1-Soğuk ve kuru havada yapılan egzersiz, astım bronşit’i uyandıran en önemli faktörlerden biridir.Bu nedenle kişiler kış aylarında açık havada spor yaparken soludukları havayı ısıtmak için ağız ve burunlarını atkı veya maske ile kapatmaları önerilmelidir.Kış mevsiminde soğuk ve kirli ortam yerine, kapalı ortamda spor yapmaları tavsiye edilmelidir.Bu sebeple kayak ve buz pateni uygun bir spor dalı değildir.

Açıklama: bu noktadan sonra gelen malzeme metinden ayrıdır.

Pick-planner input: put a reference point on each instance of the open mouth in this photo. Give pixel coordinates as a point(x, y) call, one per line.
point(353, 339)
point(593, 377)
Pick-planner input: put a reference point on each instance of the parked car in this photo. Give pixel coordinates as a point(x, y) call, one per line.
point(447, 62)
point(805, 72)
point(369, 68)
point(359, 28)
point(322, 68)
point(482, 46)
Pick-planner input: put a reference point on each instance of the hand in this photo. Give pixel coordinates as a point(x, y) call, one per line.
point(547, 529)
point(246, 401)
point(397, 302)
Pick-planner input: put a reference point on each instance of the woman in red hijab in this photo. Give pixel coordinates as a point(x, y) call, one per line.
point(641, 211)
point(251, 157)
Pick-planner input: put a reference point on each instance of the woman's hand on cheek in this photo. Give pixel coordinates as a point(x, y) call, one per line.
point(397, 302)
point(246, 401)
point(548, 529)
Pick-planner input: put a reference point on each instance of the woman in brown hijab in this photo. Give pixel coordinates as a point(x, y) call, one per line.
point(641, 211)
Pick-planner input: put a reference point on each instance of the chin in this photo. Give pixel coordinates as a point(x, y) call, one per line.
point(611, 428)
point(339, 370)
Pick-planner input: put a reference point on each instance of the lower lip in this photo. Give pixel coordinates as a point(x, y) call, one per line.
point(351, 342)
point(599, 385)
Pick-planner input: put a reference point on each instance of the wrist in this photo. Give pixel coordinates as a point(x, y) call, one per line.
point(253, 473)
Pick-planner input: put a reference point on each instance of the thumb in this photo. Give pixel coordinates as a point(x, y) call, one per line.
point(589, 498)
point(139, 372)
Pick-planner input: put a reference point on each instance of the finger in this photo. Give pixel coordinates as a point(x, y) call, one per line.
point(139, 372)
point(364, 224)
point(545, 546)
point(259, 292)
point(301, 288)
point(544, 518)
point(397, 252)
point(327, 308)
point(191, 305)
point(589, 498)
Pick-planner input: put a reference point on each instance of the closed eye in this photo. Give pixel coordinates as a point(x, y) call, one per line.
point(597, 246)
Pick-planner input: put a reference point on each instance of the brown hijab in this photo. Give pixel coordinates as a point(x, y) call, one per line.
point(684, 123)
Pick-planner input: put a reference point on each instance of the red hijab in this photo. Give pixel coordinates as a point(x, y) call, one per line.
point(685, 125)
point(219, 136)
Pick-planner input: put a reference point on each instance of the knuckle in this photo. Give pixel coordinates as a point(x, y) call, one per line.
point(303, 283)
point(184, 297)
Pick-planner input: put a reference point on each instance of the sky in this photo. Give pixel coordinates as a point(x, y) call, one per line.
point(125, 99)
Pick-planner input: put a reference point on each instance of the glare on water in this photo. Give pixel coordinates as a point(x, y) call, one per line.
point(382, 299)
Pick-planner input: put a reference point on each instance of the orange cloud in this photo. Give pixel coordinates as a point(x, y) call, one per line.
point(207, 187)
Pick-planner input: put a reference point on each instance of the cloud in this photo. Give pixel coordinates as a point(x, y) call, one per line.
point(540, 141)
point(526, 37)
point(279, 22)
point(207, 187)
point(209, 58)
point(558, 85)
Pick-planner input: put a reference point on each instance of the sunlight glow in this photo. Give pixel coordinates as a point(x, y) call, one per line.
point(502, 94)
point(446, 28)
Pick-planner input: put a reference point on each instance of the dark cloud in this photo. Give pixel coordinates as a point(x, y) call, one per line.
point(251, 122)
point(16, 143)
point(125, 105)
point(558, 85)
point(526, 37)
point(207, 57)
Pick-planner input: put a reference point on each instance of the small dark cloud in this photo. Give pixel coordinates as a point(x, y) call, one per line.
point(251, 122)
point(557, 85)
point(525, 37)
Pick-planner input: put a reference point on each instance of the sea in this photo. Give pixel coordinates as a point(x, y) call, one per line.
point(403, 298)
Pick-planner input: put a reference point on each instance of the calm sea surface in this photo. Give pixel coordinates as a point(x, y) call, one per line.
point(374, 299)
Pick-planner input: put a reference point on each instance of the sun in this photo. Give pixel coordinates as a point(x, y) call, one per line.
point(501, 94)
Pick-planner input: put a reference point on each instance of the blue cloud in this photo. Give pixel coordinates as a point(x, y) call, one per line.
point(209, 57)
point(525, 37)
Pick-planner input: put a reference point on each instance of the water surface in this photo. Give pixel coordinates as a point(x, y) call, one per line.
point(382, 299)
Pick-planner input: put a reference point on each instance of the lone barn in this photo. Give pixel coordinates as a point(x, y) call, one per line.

2-Diğer önemli bir nokta da egzersizin süresi, şiddeti kadar, eksersiz öncesinde bir ısınma ve sonrasında soğuma diye tabir edilen düşük yoğunlukta bir hareketin yapılmasıdır.Yapılan çalışmalar uzun süreli ve yüksek performans gerektiren(Basketbol,Uzun mesafe koşusu,Futbol) gibi egzersizlerden kaçınılması gerektiğini göstermiştir.Yerine kısa süreli ve dinlenmelere imkan veren (Tenis,golf ,yüzme ,voleybol ,güreş,halter,yürüyüş istiyorsa ,uygun havalarda kalecilik mevki gibi daha az efor gerektiren mevkilerde oynamalarına müsaade edilebilir.)
3-Spor kişinin ruhsal ve fiziksel gelişimi için çok önemli bir faktördür.Ailelerde genellikle çocuğun spor aktivitesini yasaklamak gibi yanlış bir davranış gözlenmektedir.Çocuğun hem solunum kaslarının gelişimi,hem de arkadaşlık bağlarının güçlenmesi ve kendine öz güveninin artması açısından spor çok önemlidir.Aileler spor yapmayı yasaklamak yerine uygun şiddet ve zaman da,doğru bir spor dalını seçmeleri konusunda çocuklarını yüreklendirmeleri,onların sağlıklı bir birey olarak yetişmelerinde çok önemlidir..
- ASTIM VE TATİL
Tatil tercihi yaparken kişinin nelere karşı alerjisi olduğunun göz önünde bulundurulması gerekir.Yaylalar kuru ve yüksek rakımlı yerler olduğu için ev tozu akarlarının çoğalması için uygun bir ortam değildir.Bu sebeple ev tozu alerjisi olan kişiler yaylayı tercih etmeleri veya deniz kıyısını tercih ederlerse konakladıkları ortamın çok iyi temizlenmesi ve tozdan arındırılması gerekir.Havuzlardaki klor ve dezenfektan kokusu bazı astımlı hastaları etkileyip astım atağına yol açabilir.Polen alerjisi olan kişiler yaylaya veya kampa giderken alerjik oldukları bitkilerin polen dönemlerini göz önünde bulundurmaları gerekir.
1-Tatile giderken yanınızda yeteri kadar tablet veya inhaler ilaçların bulunduğuna emin olun.
2– Acil bir durumda neler yapmanız gerektiği konusunda doktorunuzla konuşup bir plan oluşturun.
3-Koruyucu ilacınızı düzenli kullanmayı ihmal etmeyin.
4-En yakın hastanenin nerede olduğunu ve telefonunu kaydediniz.